Wednesday, October 7, 2009

Stiglitz, Negative - O'Neill, Positive About Recovery

Positive:

Goldman Sachs Group Inc. Chief Economist Jim O’Neill "Many countries will be “surprising” in their economic growth in 2010, he said, while adding that there is potential for more “positive surprises” that could help fuel global expansion."

Negative:


Stiglitz Says Markets ‘Irrationally Exuberant’ About Recovery

Oct. 6 (Bloomberg) -- Nobel Prize-winning economist Joseph Stiglitz said U.S. unemployment will keep rising and should be the focus for policy makers, and gains in the stock market show investors have been “irrationally exuberant” about a recovery.

“There’s a lot of risk going ahead of some big bumps,” he said yesterday in a Bloomberg Television interview from Istanbul, citing housing, commercial real estate and consumers’ inability to pay off credit cards because of job losses. “There’s a very big risk that markets have been irrationally exuberant.”
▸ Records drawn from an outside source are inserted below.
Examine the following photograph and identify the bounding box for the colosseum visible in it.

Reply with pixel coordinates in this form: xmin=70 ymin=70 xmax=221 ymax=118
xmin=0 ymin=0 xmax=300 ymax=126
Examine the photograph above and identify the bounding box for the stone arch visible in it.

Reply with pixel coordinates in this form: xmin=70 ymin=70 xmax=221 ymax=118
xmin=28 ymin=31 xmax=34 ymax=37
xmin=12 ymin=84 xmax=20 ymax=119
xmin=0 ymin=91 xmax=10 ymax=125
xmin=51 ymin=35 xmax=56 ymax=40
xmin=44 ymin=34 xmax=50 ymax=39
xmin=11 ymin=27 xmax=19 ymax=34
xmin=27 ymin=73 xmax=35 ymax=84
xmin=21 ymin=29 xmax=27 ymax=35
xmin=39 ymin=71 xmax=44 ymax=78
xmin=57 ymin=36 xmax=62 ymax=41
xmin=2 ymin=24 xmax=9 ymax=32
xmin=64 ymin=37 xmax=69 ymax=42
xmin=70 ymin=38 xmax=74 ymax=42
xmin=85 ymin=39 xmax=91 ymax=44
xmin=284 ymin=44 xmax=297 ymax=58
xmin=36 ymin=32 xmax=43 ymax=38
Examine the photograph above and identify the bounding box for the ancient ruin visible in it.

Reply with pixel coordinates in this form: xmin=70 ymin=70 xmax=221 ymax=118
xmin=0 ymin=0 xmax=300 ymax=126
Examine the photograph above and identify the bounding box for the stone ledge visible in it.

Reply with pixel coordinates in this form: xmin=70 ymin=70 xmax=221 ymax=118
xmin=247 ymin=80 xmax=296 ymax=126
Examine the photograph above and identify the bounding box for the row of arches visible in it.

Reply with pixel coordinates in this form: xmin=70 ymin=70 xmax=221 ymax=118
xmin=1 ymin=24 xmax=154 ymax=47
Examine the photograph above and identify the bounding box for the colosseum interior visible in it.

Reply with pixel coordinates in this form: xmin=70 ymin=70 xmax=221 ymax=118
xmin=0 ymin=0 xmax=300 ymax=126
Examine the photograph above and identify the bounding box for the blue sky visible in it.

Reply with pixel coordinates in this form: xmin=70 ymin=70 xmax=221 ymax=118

His comments echo New York University Professor Nouriel Roubini’s view that “markets have gone up too much, too soon, too fast,” and billionaire George Soros, who warned yesterday that America’s economic recovery will be “very slow.”

The U.S. has lost 7.2 million jobs since the recession began in December 2007, and the unemployment rate reached a 26- year high in September, a Labor Department report last week showed. Joblessness is likely to reach 10 percent by the end of the year, according to economists surveyed by Bloomberg News last month.

It’s “pretty clear that the situation will continue to get worse,” Stiglitz said, citing elements of the jobs report such as the number of people who can’t find a full-time job and the pace at which Americans are dropping out of the labor force.

‘Well Short’

Economic growth this year and next will “fall well short of what we need to stop unemployment from growing,” he said. The likelihood that the U.S. economy will be “out of the woods” before most of the measures in the Obama administration’s stimulus package expire in 2011 is “very small,” he added.

Soros said in Istanbul that U.S. consumers are “overdebted” and that the “bankrupt” American banking system will hamper thee economy. “The United States has a long way to go,” he said.

Roubini, who accurately predicted the financial crisis, warned in an Oct. 3 interview in Istanbul of “the risk of a correction, especially when the markets now realize that the recovery is not rapid and V-shaped, but more like U-shaped.”

That may be “in the fourth quarter or the first quarter of next year,” he said.

U.S. employers cut 263,000 workers from payrolls in September, while the jobless rate rose to 9.8 percent from 9.7 percent the prior month, the Labor Department said Oct. 2.

In a separate Bloomberg Television interview yesterday, Goldman Sachs Group Inc. Chief Economist Jim O’Neill said the International Monetary Fund meetings in Istanbul are “stuck” in an outdated mentality that doesn’t reflect the rising power of emerging economies following the global financial crisis.

O’Neill also said the dollar probably isn’t the No. 1 concern for U.S. policy makers, and predicted 4.1 percent growth for the global economy next year.

Many countries will be “surprising” in their economic growth in 2010, he said, while adding that there is potential for more “positive surprises” that could help fuel global expansion.